Now reading The History of Popeye and Pals

The History of Popeye and Pals

A hallmark of New Orleans childhoods.

Without a doubt, Popeyes is a restaurant whose chicken, biscuits, and mashed potatoes are so deeply embedded in the culture of New Orleans that to speak against—or even question—its status as holy is downright blasphemous. This level of deep devotion means that there are plenty of tall tales and quirky tidbits buried in the chain’s vault, but none more fascinating than the fact that it once sponsored its own children’s television show, Popeye and Pals.

Popeye and Pals originally aired in New Orleans in 1957, one of several shows to crop up in the ’50s set around the spinach-guzzling sailor man. Every week for nearly four decades, Popeye and Pals featured roughly two dozen local kids who gathered for, more or less, three purposes: eating, watching cartoons, and announcing their names when prompted (or prodded) by the host.

Three-piece-box demi-god Al Copeland had yet to found Popeyes when the show first aired, but by the ’70s, when the chain became an official sponsor, it was a hand-in-glove fit (not to mention a primo branding opportunity). The show was a Saturday-morning routine for New Orleans children, who would watch for classmates to appear, chicken in hand, and earn fifteen minutes of grade-school fame.

“Even though it had a lot of segments where you had to watch little local kids do uninteresting things, such as answer questions about themselves and eat fried chicken, it was a show we all watched on Saturday mornings whether or not we were on it,” said Ann Glaviano, a New Orleans writer and dancer who appeared on the show in 1988. “The cartoons were worth watching.”

Organized bands of children, from Webelos to birthday parties, flocked to the show, where they indulged in the holy trinity of junk food: fried chicken (from Popeyes, naturally), candy (“sponsored by Beech-Nut!”), and soda (“provided by Pepsi!”). On each episode, the camera was never far from tiny teeth gnawing on drumsticks and hands digging—treasure-hunt style—into the golden ticket boxes of poultry.
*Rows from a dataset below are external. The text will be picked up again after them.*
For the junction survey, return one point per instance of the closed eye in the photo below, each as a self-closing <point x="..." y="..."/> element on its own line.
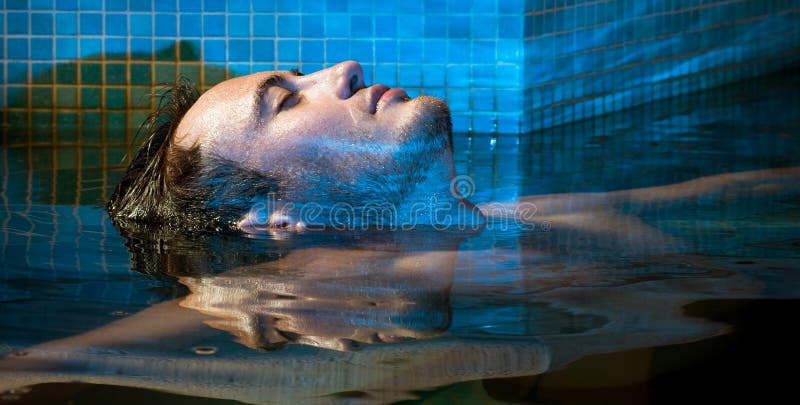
<point x="288" y="100"/>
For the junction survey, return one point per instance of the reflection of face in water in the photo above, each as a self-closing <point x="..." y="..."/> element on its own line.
<point x="339" y="297"/>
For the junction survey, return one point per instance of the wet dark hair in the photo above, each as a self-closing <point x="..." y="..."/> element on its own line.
<point x="180" y="189"/>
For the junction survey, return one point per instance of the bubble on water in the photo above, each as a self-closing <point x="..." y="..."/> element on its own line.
<point x="204" y="350"/>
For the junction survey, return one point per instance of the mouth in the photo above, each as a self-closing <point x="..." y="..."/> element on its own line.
<point x="381" y="96"/>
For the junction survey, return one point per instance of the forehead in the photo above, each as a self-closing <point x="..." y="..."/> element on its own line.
<point x="223" y="105"/>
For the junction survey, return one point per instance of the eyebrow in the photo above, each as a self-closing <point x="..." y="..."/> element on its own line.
<point x="273" y="81"/>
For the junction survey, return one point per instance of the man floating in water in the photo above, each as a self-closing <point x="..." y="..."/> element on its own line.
<point x="280" y="149"/>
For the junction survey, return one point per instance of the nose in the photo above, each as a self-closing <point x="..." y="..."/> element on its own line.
<point x="346" y="78"/>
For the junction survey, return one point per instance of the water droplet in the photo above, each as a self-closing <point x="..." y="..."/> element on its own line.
<point x="204" y="350"/>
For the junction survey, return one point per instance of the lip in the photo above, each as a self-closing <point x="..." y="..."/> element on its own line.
<point x="381" y="96"/>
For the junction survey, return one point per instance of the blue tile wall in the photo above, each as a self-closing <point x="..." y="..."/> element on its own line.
<point x="505" y="66"/>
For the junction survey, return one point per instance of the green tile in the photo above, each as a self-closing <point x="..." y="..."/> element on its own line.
<point x="92" y="158"/>
<point x="115" y="98"/>
<point x="116" y="73"/>
<point x="140" y="97"/>
<point x="115" y="156"/>
<point x="42" y="119"/>
<point x="213" y="75"/>
<point x="66" y="127"/>
<point x="137" y="118"/>
<point x="46" y="75"/>
<point x="17" y="119"/>
<point x="90" y="97"/>
<point x="15" y="136"/>
<point x="140" y="73"/>
<point x="41" y="97"/>
<point x="91" y="73"/>
<point x="42" y="127"/>
<point x="67" y="158"/>
<point x="92" y="126"/>
<point x="165" y="73"/>
<point x="17" y="96"/>
<point x="66" y="97"/>
<point x="67" y="74"/>
<point x="42" y="158"/>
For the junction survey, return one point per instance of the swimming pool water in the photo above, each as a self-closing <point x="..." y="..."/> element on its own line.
<point x="620" y="302"/>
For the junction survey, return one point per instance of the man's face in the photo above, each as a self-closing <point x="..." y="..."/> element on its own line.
<point x="324" y="135"/>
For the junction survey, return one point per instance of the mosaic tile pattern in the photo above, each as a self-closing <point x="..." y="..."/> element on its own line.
<point x="504" y="66"/>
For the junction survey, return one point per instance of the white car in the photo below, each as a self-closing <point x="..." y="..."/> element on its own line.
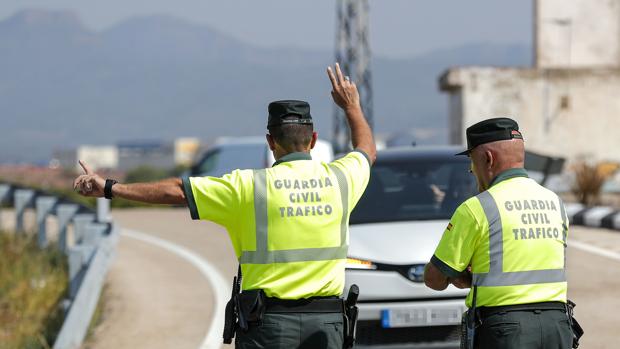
<point x="229" y="154"/>
<point x="394" y="231"/>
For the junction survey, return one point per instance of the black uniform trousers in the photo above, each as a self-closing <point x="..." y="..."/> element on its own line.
<point x="294" y="331"/>
<point x="525" y="329"/>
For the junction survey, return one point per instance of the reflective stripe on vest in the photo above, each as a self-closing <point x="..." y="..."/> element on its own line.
<point x="496" y="276"/>
<point x="262" y="255"/>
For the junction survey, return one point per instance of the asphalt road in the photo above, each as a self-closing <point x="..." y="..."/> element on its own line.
<point x="158" y="298"/>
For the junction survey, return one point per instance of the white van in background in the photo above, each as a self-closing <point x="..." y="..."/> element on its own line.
<point x="229" y="154"/>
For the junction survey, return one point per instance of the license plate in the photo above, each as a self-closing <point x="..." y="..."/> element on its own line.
<point x="417" y="317"/>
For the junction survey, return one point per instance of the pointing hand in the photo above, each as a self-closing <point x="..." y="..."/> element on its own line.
<point x="89" y="184"/>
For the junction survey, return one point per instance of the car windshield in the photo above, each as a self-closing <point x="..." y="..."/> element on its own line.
<point x="408" y="190"/>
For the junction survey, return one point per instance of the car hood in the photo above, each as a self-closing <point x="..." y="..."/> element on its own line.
<point x="409" y="242"/>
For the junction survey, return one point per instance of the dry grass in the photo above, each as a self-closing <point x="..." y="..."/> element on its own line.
<point x="33" y="282"/>
<point x="589" y="180"/>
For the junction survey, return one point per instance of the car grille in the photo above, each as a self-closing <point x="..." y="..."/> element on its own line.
<point x="371" y="333"/>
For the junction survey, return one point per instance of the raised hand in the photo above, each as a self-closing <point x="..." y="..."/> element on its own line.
<point x="344" y="91"/>
<point x="89" y="184"/>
There was also a ritual, call-and-response move that was the show’s trademark. After the host would count down, “One, two, three…,” the kids would shout, “Roll ‘em!” (often with mouths full of biscuits) to launch the start of the show’s cartoon segment. At the end of each episode, one child won a fluffy icing-peaked cake shaped like pretty much anything: a train, Bert and Ernie—whatever was relevant at the time. Popeye and Pals played into every child’s fantasy of a world without broccoli and glasses of milk at dinner. It was a dreamy Big Rock Candy Mountain of sorts, New Orleans-style.

The original set placed children on a barren soundstage with stadium-style seating surrounded by a fence feebly decorated to look like the bow of a ship. “Uncle” Henry Dupre, a local radio personality with a pencil-thin mustache and an always-sideways nautical cap, was the first and most beloved host. After Uncle Henry stepped down in 1964, hosts rotated fairly regularly, from a Tom Selleck doppelganger in knee-high athletic white socks to a Mother Goose-like woman in peacock-blue eye shadow.

By the late 1970s, the set had morphed from a boat into a Popeyes storefront, complete with whirling logo and a copycat version of the river-rock facade that is a hallmark of the chain’s architecture. Popeye continued to be the show’s thematic ghost in the machine, and a curious part of Popeyes overall marketing strategy for decades.

In the 1980s Popeye and Pals took a page from bigger variety shows (minus a huge degree of variety). During this decade, the host used a long, Bob Barker-style microphone to ask a sea of children with Mary Lou Retton haircuts and Peter Pan-collared party dresses their names. Toward the end of the ‘80s, the show even started to tackle real-world issues, with visits from police officers to discuss “good touch” versus “bad touch” and SPCA volunteers to talk about spaying and neutering while holding a squirmy kitten.

Through the changes, ads remained an integral part of Popeye and Pals and, in retrospect, a thing of oddball beauty. During any given episode, a commercial for Powdered Donutz cereal (featuring a quartet of animated, singing O’s) might back straight up into an ICEE giveaway, followed by an animatronic gorilla beckoning kids to visit Showbiz Pizza Place. Popeyes, of course, always kicked off any promotional loop.

Today, the former child guests on Popeye and Pals—now all grown up—almost unanimously say they remember very little about being on the show.

“I don’t remember much about it. There was some kind art contest where kids sent in pictures of dinosaurs and they picked some to be on the show. They picked my sister’s [picture] because it was actually good, and they picked mine because I was her brother—and I guess partly because it was the only entry made on a computer,” said Gerard Green, another 1980s guest. “Also, I was given ice cream backstage.”